Malattie

CHETOSI (ACETONE)



COS’E’

L’acetonemia (nota comunemente anche come acetone) o chetosi è un’ alterazione metabolica molto frequente in età pediatrica che si verifica quando l’organismo del bambino, dopo aver bruciato tutti gli zuccheri a disposizione, inizia a bruciare anche i grassi per far fronte alle necessità energetiche. Accade pertanto quando vengono meno le scorte di zuccheri. L’acetone è dunque una risposta del corpo ai valori bassi di glucosio e non è una malattia.

Si manifesta prevalentemente nella prima e seconda infanzia, quando le richieste energetiche sono maggiori, riducendosi progressivamente fino ai 12 anni e scomparendo con la pubertà. Esiste una certa predisposizione all’acetonemia, legata all’età e alla costituzione, per cui ci sono bambini più soggetti all'acetone di altri.


CAUSE

L'acetone può essere causato dai seguenti fattori:

  • febbre ricorrente ed alta: la febbre molto alta infatti accelera il metabolismo con il conseguente rapido esaurimento della scorta di zuccheri
  • vomito frequente o a digiuno prolungato
  • cause psicologiche come le emozioni intense: sono più predisposti i bambini emotivamente instabili
  • intensi sforzi fisici
  • assunzione di abbondanti cibi con alto contenuto di grasso: merendine, formaggi, salumi, patatine e cioccolato
  • diabete (l'associazione diabete mellito-acetone è però molto rara)

SINTOMI

L'acetone si manifesta con i seguenti sintomi:

  • vomito continuo
  • dolori addominali
  • senso di malessere generale
  • lingua asciutta e patinata
  • occhiaie
  • mal di testa
  • l’odore dell’alito è il sintomo principale: poiché l’acetone ha un’eliminazione polmonare e renale, l’alito ha un odore caratteristico di frutta matura

DURATA

La crisi dura dalle 24 alle 48 ore e termina bruscamente come era iniziata con normale ripristino della funzionalità gastrica.
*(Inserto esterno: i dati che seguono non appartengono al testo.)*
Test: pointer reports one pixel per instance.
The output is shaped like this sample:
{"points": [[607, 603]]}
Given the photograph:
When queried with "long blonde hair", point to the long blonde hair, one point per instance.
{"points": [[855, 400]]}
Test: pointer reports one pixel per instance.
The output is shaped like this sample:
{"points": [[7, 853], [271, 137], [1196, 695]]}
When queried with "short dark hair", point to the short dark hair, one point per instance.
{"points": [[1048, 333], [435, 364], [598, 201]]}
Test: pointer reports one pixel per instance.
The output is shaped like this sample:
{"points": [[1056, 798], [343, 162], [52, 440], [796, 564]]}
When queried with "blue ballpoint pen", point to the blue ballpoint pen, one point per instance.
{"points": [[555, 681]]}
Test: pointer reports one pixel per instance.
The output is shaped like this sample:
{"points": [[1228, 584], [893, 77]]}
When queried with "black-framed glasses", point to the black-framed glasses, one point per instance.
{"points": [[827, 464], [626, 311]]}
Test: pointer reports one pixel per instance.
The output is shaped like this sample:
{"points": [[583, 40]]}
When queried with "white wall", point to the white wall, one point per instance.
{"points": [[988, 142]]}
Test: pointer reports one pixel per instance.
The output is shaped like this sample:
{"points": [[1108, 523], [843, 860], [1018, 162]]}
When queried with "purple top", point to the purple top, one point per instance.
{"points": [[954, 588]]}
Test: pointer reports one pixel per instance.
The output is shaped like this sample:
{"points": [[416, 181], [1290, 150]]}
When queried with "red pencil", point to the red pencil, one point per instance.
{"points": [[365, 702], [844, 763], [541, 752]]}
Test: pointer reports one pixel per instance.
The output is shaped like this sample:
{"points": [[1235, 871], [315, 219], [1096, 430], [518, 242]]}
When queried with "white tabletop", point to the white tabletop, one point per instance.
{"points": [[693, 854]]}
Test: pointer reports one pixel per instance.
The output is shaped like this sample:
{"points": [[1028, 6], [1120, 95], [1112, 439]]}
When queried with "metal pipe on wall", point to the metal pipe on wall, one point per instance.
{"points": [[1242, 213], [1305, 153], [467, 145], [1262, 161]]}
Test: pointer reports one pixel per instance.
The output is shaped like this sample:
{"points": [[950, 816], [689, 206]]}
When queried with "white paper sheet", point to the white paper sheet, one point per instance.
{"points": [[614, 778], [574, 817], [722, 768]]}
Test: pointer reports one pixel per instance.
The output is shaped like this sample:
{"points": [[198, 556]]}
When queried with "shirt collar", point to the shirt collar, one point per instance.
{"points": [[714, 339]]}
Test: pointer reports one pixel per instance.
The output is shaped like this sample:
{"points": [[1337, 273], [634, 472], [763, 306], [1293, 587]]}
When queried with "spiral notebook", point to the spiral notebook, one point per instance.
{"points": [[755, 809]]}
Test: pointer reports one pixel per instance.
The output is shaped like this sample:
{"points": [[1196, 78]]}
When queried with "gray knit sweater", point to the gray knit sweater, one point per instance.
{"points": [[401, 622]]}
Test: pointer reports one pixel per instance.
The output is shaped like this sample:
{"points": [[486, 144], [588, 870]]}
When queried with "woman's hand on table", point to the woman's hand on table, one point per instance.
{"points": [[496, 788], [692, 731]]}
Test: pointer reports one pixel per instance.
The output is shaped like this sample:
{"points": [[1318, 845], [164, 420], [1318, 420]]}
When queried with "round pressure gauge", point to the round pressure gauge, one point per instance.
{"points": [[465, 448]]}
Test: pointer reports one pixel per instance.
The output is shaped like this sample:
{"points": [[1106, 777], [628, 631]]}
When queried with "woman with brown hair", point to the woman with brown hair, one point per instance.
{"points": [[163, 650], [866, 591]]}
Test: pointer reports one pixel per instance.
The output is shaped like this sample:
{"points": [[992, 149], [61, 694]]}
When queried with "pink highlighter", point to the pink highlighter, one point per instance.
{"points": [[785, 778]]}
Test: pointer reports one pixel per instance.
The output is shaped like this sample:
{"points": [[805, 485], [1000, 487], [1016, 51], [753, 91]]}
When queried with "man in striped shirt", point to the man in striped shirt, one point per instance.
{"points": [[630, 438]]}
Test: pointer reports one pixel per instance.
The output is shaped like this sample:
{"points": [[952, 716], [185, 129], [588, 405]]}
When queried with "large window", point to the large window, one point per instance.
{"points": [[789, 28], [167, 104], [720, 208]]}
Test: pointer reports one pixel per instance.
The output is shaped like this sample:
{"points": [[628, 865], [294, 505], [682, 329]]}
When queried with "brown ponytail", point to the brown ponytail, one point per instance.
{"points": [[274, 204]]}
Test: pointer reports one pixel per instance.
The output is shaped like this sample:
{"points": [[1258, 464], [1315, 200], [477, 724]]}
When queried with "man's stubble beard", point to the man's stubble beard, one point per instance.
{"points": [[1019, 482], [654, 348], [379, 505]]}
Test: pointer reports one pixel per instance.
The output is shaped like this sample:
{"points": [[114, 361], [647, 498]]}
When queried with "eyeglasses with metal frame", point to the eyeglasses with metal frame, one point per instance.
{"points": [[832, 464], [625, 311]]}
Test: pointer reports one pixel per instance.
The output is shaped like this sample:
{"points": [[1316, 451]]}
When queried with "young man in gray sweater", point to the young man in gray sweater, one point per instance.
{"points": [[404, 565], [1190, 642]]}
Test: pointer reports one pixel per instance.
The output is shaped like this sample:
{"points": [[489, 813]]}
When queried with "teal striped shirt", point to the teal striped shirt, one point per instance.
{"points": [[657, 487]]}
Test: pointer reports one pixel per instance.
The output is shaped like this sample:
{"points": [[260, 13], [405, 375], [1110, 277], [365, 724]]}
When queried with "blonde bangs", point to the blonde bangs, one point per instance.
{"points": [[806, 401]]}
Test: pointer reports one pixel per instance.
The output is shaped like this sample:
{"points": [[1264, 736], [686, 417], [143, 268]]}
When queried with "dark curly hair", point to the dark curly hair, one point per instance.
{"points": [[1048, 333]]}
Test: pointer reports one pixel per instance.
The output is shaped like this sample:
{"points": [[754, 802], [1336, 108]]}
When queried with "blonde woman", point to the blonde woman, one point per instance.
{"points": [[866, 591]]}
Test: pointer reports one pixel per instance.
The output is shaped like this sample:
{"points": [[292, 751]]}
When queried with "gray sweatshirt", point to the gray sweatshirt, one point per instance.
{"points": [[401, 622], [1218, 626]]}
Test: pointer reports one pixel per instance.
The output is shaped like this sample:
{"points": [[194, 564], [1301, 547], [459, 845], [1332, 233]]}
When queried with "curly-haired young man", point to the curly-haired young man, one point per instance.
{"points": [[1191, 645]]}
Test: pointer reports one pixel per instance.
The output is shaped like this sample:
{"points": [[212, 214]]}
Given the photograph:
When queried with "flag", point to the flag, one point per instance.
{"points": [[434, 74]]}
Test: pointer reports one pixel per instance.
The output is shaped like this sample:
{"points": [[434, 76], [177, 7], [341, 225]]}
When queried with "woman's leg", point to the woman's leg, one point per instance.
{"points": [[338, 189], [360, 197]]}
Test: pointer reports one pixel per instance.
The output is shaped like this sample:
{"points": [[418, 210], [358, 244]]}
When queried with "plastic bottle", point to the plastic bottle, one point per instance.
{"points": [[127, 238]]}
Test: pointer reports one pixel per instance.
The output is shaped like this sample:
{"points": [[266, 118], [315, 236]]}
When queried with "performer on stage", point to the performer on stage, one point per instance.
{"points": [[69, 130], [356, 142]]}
Gli episodi di acetone scompaiono spontaneamente intorno ai 5 anni. Nei casi più radicati, il disturbo si verifica fino agli otto anni, poi con la maturazione degli organi interni e il miglioramento delle capacità metaboliche, l’acetone diventa solo un brutto ricordo.


DIAGNOSI

La diagnosi dell'acetone prevede l'utilizzo di stick urinari per la ricerca della chetonuria, in vendita in tutte le farmacie: sarà sufficiente raccogliere qualche goccia di urina del bambino e bagnare le strisce reattive che in un solo minuto, presentano un colore diverso a seconda della presenza o meno dell’acetone.


TERAPIA

La terapia per la cura dell'acetone prevede:

  • dieta priva di grassi e ricca di zuccheri e di acqua
  • reidratazione continua: thé, spremute, succhi di frutta, Coca Cola a piccoli sorsi in caso di vomito. In questo modo si reintegrano le "scorte di energia" e l’organismo riprende ad utilizzare gli zuccheri nel giro di 2 -3 giorni
  • in commercio esistono inoltre preparati per uso orale a base di glucosio, vitamina B6, potassio
  • al di fuori del periodo di crisi l’alimentazione sarà normale senza però eccedere nei grassi

COMPLICANZE

Esistono rare situazioni in cui l’acetone persiste elevato ai massimi livelli per diversi giorni, il bambino in questi casi è debilitato dal malessere, dall'inappetenza e spesso anche da febbre e vomito. In tali casi è necessario  il ricovero. Per evitare la disidratazione saranno necessarie una o più fleboclisi contenenti soluzioni glucosate e reidratanti, in pochi giorni d’ospedale la situazione verrà risolta


PREVENZIONE

La prevenzione delle crisi recidivanti di acetone consiste nel ridurre dalla dieta del bambino, burro, carni grasse, fritti, cioccolato e insaccati, privilegiando invece pane, pasta, patate, riso, pesce, legumi e carni bianche.